C10-Brazilian-e-commerce-modeling-team / brazilian-e-commerce

0 stars 6 forks source link

chore: Analytics. Question 5 #30

Closed GabyGO2108 closed 2 years ago

GabyGO2108 commented 2 years ago

Summary 💡

Answer the assigned question including data analysis.

Acceptance Criteria

GabyGO2108 commented 2 years ago

So, as seen in the previous question, we can speculate that the problem of churning comes from the processes of the e-commerce and not from the customers; also, we don't have any customer information, so we had to find a way to involve de consumers in our analysis. For this, we tried watching again the best selling products to give us an idea of who buys here. Let's see that graph once more.

image

So, based in what we see and using our old fashionness, we can say that the number one buyers in this e-commerce are women between 24 and 54 years old, and probably about half of this particular population is married. And well, that's as far as we can go in the speculation department with the given data. But what else can we derive from the data in general that can account for the massive churn?

Well, let's first take a look at the payment methods. Here we can see that most of the customers pay via credit card, so the population that buys here is employed and probably has a steady income.

image

Looking more closely we can notice that the e-commerce has at least three well known payment methods, but this is not conferring any flexibility or perceived as an advantage by consumers, so having these doesn't seem to be adding any value to the company.

Now let's try dissecting the delivery part so we can generate more insights.

image

image

Apparently, the delivery part does not present a problem, and actually most customers score delivery good.

And what about the reviews? Could they tell us more about the churn?

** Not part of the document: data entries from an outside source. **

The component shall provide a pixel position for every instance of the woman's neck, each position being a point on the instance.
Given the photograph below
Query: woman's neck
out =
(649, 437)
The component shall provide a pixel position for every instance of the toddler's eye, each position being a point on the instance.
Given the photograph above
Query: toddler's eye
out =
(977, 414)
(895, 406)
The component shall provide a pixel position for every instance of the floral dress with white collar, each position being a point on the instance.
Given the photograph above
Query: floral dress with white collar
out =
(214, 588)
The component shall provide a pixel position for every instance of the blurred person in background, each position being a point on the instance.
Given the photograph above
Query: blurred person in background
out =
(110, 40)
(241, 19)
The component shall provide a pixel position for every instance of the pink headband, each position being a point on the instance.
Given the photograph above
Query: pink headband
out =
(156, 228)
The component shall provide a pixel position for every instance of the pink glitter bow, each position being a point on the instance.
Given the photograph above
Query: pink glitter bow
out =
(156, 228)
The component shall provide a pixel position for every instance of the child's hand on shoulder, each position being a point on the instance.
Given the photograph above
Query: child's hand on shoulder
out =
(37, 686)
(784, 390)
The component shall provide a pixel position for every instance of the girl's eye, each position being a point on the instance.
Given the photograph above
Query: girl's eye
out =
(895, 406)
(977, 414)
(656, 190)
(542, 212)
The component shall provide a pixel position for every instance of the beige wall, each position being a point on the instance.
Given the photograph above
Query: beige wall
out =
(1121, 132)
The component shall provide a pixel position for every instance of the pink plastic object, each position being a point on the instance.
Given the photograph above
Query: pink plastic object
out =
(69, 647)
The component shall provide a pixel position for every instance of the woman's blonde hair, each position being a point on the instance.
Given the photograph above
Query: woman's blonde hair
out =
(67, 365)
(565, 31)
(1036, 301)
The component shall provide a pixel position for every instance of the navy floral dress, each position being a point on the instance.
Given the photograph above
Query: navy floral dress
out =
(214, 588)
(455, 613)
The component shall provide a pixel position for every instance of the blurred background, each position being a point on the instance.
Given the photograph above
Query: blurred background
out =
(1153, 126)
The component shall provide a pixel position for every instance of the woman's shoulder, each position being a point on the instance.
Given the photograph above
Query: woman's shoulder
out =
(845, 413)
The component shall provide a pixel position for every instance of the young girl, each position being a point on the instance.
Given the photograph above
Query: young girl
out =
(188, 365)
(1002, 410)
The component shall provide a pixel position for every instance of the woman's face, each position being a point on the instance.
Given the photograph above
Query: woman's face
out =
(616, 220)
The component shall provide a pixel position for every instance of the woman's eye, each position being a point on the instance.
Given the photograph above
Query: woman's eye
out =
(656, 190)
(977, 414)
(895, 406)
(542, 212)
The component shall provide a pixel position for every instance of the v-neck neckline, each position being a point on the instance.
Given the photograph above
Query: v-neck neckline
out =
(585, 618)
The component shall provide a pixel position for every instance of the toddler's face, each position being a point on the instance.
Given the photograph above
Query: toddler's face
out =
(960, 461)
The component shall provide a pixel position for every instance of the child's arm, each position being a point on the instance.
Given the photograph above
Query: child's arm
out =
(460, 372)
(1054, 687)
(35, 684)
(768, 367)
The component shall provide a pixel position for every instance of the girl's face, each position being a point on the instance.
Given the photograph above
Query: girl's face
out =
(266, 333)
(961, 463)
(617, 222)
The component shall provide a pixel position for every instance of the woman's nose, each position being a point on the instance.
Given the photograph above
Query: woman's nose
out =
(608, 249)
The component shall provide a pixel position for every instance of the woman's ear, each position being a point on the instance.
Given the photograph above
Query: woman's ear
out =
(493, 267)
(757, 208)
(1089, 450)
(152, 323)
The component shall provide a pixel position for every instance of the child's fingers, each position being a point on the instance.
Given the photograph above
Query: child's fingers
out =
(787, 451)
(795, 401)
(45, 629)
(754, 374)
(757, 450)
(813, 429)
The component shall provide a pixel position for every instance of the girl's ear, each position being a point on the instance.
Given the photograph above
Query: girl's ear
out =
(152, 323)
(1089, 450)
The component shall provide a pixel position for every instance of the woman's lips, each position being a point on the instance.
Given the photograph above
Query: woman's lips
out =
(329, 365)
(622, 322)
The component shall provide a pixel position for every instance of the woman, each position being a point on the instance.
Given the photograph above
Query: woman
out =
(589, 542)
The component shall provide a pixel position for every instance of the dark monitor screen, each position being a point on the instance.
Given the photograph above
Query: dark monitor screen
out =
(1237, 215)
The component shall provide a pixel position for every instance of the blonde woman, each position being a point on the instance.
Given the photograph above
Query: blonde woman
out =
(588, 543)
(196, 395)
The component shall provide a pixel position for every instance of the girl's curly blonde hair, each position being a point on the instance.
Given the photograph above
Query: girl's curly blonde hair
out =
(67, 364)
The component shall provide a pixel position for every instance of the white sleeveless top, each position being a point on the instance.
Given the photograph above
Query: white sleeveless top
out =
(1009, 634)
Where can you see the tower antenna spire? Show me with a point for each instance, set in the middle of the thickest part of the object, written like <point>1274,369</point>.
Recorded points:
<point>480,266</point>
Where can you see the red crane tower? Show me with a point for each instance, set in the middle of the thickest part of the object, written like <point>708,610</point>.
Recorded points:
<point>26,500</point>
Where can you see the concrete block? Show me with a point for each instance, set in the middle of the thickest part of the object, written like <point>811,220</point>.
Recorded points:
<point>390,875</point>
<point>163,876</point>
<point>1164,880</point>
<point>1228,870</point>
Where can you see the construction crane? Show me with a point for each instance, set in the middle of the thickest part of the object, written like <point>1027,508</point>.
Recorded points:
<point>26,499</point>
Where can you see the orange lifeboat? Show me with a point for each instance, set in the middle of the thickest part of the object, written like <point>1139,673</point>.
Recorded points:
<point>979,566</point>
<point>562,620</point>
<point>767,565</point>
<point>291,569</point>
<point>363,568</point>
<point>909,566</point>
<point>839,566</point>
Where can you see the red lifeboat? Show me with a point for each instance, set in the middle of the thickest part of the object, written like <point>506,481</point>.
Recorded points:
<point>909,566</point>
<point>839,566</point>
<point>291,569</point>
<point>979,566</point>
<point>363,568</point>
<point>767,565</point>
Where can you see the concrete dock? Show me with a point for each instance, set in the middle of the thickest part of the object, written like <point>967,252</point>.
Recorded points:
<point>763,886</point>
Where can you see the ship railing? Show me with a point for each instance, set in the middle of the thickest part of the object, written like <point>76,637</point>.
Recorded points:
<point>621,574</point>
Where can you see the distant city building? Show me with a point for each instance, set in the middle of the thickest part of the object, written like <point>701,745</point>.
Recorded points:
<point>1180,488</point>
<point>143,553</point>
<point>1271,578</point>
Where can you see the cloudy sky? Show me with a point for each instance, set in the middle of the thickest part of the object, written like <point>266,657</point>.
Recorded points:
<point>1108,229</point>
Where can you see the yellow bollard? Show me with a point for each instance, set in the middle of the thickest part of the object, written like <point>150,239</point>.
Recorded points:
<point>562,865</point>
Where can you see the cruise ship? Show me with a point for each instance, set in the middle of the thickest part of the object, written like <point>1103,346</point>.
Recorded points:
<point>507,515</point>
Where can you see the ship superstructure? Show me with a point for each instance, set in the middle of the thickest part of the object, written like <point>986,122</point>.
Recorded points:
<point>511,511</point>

So, first let's see which are the categories with the worst reviews.

image

Looking at the above image, we can see that our number one and three top ten products sold are also the worst reviewed. Another interesting thing is that, safe for a couple of categories, most pass the 2,000 reviews, so it's definitely not good. It is a red flag when more than a thousand people stops to give bad reviews about the products bought. But how bad exactly are these reviews? Taking into consideration that 1 is the worst and 5 is the best, how are the products from the e-commerce scored?

image

Honestly, not so good. Most have the lowest possible score; but the number alone won't tell us with precision what's going on. For that insight we'll need to do web scrapping to find out exactly what people are saying about the products, and hopefully find a way to improve.

larispardo commented 2 years ago

I understand, but my question would be Why do you need web scrapping when we have the "review" dataset and there is a column where it says "review comment"

larispardo commented 2 years ago

Also, you mention there "is no information on users" but there is a "customer" csv so I am not convinced on your answer

GabyGO2108 commented 2 years ago

For the web scarpping we can derive comments (words) that can help us pinpoint in a more specific way the issues the company is having. For example, customers maybe complaining that products arrived damaged, or that the overall quality was bad; so it would be helpful to have those insights.

As for the "customer" csv, if you check it, there is no demographic information of our users. The only columns it has are: customer_id, customer_unique_id, customer_zip_code_prefix, customer_city and customer_state. Even though it's good information, it is not enough. We don't know how many female or male customers the e-commerce has, nor their ages. We also have not the slightest clue about their income, marital status, education, and/or employment, all of which are important questions to address when talking about marketing campaigns and understanding the best selling product data. And these information would also be extremely helpful when answering the "What else the data tells you about these users?" question in a less speculative way.